I've always found this argument to be confusing to me, at best - Realistically, you only need to know what network segment you're working in, so the first half of the address doesn't change at all. And if you're using DHCPv6 and/or static addressing, well then.... prefix you already know, and the rest of the address is as short or long as you want it. Even so without that, it's still only half the address you need to know that differs. The 128-bit format is a wonder for handling things programmatically and design work as well, and isn't constrained to historical PDP-11 NIC/register limitations. "too many bits" has always been a "Can't understand breaking the address in half" kind of argument to me, and doing tricks like encoding VLAN IDs or site IDs (or both!) in addressing (first half) has been a godsend for troubleshooting and pinpointing where things are blindly. A lot of work I have done in the past 5 years or so has been reducing IPv4 on customer (not residential, though) networks, to reduce cost, complexity, and increase reliability, with just small edge translation points for V4 access. For software we develop and maintain, we've entirely removed NAT support/workarounds. Not worth maintaining. Tearing down my last STUN-type solution that was no longer needed by that last customer was a great thing - less code, less infrastructure, and just works without hacks. Network renumbering has been a breeze, too - if you've got privacy extensions off for internal infra (which, I would think, would be normal....) then an inventory of MAC addresses gets you right back to where you are, even though the second half of the address doesn't actually change, just the first half, and no endpoint host configuration work is needed in a proper setup. Hell, you can dual home and renumber over time/expiry instead of hard cuts, too! -----Original Message----- From: Jay Acuna via NANOG <nanog@lists.nanog.org> Sent: Tuesday, June 16, 2026 5:31 PM To: North American Network Operators Group <nanog@lists.nanog.org> Cc: Arie Vayner <ariev@vayner.net>; Jay Acuna <mysidia@gmail.com> Subject: Re: IPv4 flag day On Tue, Jun 16, 2026 at 4:21 PM Arie Vayner via NANOG <nanog@lists.nanog.org> wrote:
[...] In my view, this is a core reason why IPv6 adoption remains low in the enterprise space: it requires fundamental paradigm shifts rather than a simple protocol update.

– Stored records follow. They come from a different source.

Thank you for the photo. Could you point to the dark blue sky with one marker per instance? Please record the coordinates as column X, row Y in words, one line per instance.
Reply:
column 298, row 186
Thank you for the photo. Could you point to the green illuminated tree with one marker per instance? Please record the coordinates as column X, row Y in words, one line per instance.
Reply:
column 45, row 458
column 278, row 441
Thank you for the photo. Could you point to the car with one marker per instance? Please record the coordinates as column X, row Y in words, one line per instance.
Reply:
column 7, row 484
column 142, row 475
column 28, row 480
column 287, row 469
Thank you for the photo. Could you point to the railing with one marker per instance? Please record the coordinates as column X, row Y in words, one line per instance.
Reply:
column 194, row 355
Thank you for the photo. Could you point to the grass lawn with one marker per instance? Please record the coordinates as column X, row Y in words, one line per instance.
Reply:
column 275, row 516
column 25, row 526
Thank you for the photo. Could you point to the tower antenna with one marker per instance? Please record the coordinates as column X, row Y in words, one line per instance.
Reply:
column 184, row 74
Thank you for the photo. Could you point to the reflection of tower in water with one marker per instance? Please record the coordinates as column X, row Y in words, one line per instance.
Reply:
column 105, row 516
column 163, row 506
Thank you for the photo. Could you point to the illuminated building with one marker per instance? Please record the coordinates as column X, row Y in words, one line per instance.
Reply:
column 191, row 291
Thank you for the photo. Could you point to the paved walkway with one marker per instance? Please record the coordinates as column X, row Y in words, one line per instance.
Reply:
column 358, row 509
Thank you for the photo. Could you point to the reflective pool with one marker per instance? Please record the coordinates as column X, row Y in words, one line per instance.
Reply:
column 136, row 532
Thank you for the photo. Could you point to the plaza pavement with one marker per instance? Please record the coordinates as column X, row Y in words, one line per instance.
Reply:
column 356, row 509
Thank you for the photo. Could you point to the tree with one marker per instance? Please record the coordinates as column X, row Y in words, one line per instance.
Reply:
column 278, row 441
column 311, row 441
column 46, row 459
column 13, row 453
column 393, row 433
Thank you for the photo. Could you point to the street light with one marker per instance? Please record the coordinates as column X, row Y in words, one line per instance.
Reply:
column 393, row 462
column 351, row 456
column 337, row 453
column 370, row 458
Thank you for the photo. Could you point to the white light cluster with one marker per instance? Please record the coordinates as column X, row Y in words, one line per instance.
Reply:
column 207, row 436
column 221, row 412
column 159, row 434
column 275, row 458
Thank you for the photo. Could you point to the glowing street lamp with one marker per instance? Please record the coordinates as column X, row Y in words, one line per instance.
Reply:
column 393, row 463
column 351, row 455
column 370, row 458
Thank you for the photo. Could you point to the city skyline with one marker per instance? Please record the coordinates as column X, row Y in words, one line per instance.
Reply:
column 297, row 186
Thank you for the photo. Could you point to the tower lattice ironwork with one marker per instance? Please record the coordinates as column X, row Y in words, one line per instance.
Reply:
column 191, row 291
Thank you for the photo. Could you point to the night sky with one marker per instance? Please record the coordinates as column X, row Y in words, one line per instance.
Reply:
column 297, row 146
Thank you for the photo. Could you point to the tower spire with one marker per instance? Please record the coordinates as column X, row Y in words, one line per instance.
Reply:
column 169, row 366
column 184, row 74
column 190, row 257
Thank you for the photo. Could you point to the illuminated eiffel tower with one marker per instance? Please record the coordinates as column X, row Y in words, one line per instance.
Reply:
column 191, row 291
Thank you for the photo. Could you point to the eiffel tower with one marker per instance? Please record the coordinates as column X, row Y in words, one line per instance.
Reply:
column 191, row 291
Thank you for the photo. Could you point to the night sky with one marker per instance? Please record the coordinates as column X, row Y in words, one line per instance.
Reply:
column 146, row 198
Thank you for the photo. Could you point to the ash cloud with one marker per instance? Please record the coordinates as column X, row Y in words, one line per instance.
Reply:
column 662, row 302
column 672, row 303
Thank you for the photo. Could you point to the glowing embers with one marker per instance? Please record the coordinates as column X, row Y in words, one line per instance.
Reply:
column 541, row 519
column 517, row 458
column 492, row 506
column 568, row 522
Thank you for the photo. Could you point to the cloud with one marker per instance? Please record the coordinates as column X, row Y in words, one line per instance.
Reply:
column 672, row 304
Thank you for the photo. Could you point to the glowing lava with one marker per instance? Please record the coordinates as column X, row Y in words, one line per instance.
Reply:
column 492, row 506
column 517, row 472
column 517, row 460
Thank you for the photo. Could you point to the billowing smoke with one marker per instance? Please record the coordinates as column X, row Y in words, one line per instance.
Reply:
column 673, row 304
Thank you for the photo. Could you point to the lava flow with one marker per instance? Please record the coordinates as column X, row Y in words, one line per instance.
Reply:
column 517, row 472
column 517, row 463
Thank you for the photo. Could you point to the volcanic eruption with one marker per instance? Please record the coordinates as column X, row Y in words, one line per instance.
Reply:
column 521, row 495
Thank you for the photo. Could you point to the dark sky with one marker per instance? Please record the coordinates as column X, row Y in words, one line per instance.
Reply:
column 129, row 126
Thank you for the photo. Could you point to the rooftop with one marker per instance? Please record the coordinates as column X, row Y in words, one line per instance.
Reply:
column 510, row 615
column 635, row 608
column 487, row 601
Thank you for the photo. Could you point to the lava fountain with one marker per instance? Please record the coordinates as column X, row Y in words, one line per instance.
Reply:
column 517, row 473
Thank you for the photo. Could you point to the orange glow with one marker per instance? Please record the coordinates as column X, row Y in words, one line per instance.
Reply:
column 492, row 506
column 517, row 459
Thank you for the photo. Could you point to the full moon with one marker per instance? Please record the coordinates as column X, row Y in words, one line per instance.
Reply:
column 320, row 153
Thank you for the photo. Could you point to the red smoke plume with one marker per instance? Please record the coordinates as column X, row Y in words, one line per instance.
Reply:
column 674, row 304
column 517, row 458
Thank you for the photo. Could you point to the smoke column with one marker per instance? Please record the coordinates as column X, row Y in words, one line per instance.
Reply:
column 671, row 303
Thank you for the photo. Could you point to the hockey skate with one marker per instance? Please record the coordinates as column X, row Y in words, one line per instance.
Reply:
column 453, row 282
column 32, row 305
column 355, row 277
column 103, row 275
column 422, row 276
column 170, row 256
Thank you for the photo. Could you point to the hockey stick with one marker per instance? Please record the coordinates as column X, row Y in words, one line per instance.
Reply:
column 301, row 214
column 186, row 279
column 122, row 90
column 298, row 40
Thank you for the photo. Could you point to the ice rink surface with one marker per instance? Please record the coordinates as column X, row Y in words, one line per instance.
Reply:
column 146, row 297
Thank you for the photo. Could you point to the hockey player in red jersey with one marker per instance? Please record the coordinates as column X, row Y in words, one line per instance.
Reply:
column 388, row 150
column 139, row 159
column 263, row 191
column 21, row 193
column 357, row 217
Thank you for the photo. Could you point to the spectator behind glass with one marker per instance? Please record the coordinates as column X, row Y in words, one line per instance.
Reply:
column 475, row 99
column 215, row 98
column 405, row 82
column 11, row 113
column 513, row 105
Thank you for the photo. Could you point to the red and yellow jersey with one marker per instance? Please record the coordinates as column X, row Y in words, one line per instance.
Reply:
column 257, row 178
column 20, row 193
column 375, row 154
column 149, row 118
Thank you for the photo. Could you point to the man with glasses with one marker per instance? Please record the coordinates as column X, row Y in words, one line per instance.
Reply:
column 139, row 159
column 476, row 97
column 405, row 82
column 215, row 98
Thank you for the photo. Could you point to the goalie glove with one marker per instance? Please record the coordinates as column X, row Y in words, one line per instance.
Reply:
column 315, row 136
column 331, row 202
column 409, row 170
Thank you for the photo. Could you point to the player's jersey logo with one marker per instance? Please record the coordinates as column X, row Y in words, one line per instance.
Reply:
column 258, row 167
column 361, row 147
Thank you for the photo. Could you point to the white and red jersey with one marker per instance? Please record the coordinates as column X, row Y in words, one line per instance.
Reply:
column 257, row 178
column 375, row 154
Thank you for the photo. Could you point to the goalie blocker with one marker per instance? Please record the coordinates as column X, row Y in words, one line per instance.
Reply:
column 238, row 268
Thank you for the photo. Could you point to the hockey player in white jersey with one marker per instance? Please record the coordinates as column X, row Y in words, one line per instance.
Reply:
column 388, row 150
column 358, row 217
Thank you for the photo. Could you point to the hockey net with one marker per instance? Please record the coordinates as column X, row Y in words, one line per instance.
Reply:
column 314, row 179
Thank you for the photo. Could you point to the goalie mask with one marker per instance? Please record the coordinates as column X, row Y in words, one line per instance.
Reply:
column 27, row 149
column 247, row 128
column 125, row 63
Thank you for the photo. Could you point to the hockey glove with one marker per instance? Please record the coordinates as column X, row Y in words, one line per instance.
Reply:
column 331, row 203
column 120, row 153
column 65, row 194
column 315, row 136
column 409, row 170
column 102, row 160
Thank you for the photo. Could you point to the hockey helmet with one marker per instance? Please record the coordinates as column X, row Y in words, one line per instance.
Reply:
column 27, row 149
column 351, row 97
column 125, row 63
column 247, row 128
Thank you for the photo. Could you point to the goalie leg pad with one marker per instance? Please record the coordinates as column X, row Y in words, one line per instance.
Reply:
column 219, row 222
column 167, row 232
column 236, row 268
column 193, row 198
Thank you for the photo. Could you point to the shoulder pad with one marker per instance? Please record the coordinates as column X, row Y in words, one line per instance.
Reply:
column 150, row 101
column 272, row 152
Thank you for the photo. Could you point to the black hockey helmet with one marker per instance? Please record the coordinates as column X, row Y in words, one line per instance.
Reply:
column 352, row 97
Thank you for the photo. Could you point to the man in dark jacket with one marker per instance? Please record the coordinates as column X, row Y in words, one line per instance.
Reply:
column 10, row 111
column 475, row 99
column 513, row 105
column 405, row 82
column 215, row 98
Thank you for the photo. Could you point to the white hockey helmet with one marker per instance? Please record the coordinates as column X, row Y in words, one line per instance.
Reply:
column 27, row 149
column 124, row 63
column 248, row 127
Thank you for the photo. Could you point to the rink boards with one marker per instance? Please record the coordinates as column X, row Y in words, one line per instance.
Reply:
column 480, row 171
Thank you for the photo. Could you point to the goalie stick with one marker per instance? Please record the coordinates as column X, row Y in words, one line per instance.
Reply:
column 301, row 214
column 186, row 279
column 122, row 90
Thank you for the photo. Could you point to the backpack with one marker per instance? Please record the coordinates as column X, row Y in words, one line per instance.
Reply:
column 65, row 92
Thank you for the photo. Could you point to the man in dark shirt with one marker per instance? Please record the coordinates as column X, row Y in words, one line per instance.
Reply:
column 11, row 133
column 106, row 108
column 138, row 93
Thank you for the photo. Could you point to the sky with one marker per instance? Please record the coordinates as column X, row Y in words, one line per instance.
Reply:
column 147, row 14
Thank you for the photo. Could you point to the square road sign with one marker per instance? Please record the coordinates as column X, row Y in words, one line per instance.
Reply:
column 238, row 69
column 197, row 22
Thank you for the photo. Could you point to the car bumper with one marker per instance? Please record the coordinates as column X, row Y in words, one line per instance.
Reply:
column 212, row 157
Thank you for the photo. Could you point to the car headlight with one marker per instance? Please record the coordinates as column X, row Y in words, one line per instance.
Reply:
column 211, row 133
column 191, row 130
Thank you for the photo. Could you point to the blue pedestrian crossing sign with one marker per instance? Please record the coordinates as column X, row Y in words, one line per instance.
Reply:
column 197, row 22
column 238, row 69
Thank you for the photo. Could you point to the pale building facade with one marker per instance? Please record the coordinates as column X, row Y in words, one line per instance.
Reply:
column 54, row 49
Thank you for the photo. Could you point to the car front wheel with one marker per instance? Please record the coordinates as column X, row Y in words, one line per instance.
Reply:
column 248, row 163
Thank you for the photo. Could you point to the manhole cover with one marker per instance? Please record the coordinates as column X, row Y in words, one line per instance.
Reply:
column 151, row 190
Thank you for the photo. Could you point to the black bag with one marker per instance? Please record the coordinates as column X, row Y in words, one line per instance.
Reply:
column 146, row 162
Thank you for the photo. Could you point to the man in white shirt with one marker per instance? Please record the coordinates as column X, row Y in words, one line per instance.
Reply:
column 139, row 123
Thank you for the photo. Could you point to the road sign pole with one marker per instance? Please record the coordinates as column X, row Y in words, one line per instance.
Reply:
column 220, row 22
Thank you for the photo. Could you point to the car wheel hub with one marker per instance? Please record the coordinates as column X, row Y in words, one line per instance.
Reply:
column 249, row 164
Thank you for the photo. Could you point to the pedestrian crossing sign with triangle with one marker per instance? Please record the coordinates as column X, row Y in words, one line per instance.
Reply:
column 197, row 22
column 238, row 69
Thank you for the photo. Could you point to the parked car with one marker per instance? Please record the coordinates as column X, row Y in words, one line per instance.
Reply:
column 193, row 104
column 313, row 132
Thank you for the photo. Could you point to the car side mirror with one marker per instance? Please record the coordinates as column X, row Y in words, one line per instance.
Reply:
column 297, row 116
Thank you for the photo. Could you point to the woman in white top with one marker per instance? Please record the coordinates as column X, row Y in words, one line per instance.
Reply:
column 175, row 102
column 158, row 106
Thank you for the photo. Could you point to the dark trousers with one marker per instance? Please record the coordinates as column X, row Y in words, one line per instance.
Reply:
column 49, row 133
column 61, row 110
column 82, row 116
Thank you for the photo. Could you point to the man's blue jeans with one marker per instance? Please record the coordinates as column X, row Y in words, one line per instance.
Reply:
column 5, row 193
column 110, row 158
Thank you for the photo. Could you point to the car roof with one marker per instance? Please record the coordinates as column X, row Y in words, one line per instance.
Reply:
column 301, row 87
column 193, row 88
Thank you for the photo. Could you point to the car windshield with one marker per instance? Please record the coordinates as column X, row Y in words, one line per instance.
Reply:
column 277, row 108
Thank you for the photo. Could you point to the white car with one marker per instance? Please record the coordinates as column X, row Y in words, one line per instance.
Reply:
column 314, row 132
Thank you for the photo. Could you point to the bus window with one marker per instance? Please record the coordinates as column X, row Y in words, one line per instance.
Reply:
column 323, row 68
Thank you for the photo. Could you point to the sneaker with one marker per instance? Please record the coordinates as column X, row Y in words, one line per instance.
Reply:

Yes. And there are many issues with running IPv6 systems. One of the major problems is there are way too many bits, and they've created addresses which simply cannot be typed (practically). It is as if the designers of the protocol didn't learn from IPv4 and did not care at all about basic needs of operators. One of those needs is the capability to look at a System logging console, and see an address which can be remembered for 5 seconds and typed into a terminal in 5 seconds. In order to troubleshoot or diag some issue. To identify and group traffic. To add or remove a single host from a blocklist. Copy and paste is not always available and not always suitable. Neither are DNS nor reverse DNS mappings. In a number of important ways IPv6 was fatally deficient. I believe a flag day is out of the question. Perhaps some day a suitable protocol would be devised to take the place of V6.